Komposisi dan Mineralogi yang Unik pada Batuan Karbonat
Kualitas reservoar pada
batuan karbonat salah satunya dipengaruhi oleh komposisi
dan mineralogi dari batuan karbonat. Secara umum, komponen
utama yang menyusun batuan karbonat baik itu modern carbonate maupun ancient
carbonate adalah allochems (butir
karbonat), mud (yang umumnya rekristalisasi menjadi “mikrit”), semen dan sangat
jarang/sedikit butir terigenous. Allochems merupakan
agregat butiran karbonat yang umumnya mengalami transportasi
dan memiliki 4 jenis agregrat yang utama berupa intraclasts, pellets
(peloid), ooids, dan skeletal fragments (bioclasts) (Emery, 1992).
Menurut Tucker (1991),
komponen penyusun batuan karbonat dibedakan atas non-skeletal grain, skeletal grain, matriks dan semen. Non-skeletal grain terdiri dari :
1.
Ooid dan Pisoid
Ooid adalah butiran karbonat yang berbentuk
bulat atau elips yang mempunyai satu atau lebih struktur lamina yang konsentris
dan mengelilingi inti. Inti penyusun biasanya berupa partikel karbonat atau butiran kuarsa (Tucker,
1991). Ooid memiliki ukuran butir < 2 mm dan apabila memiliki ukuran > 2
mm maka disebut pisoid (Tucker 1991).
2.
Peloid
Peloid adalah butiran karbonat yang berbentuk
bulat, elipsoid atau meruncing yang
tersusun oleh mikrit dan tanpa struktur internal. Ukuran peloid antara 0,1 –
0,5 mm. Kebanyakan peloid ini berasal dari kotoran (faecal origin) sehingga disebut pellet (Tucker 1991).
3.
Agregat dan Intraklas
Agregat merupakan kumpulan dari beberapa macam butiran
karbonat yang tersemenkan bersama-sama oleh semen mikrokristalin atau tergabung
akibat material organik.
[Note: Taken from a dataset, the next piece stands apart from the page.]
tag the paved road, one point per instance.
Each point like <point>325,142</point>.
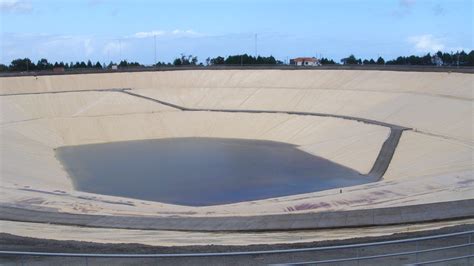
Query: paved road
<point>301,221</point>
<point>17,243</point>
Sedangkan intraklas adalah fragmen dari sedimen yang
sudah terlitifikasi atau setengah terlitifikasi yang terjadi akibat pelepasan
air terkandung dalam lumpur pada daerah pasang surut atau tidal flat (Tucker,1991).
Butiran karbonat selanjutnya adalah skeletal grains. Skeletal grains adalah butiran cangkang penyusun batuan
karbonat yang terdiri dari seluruh mikrofosil, butiran fosil, maupun pecahan
dari fosil-fosil makro. Cangkang ini merupakan allochem yang paling umum dijumpai dalam batugamping (Boggs, 1987).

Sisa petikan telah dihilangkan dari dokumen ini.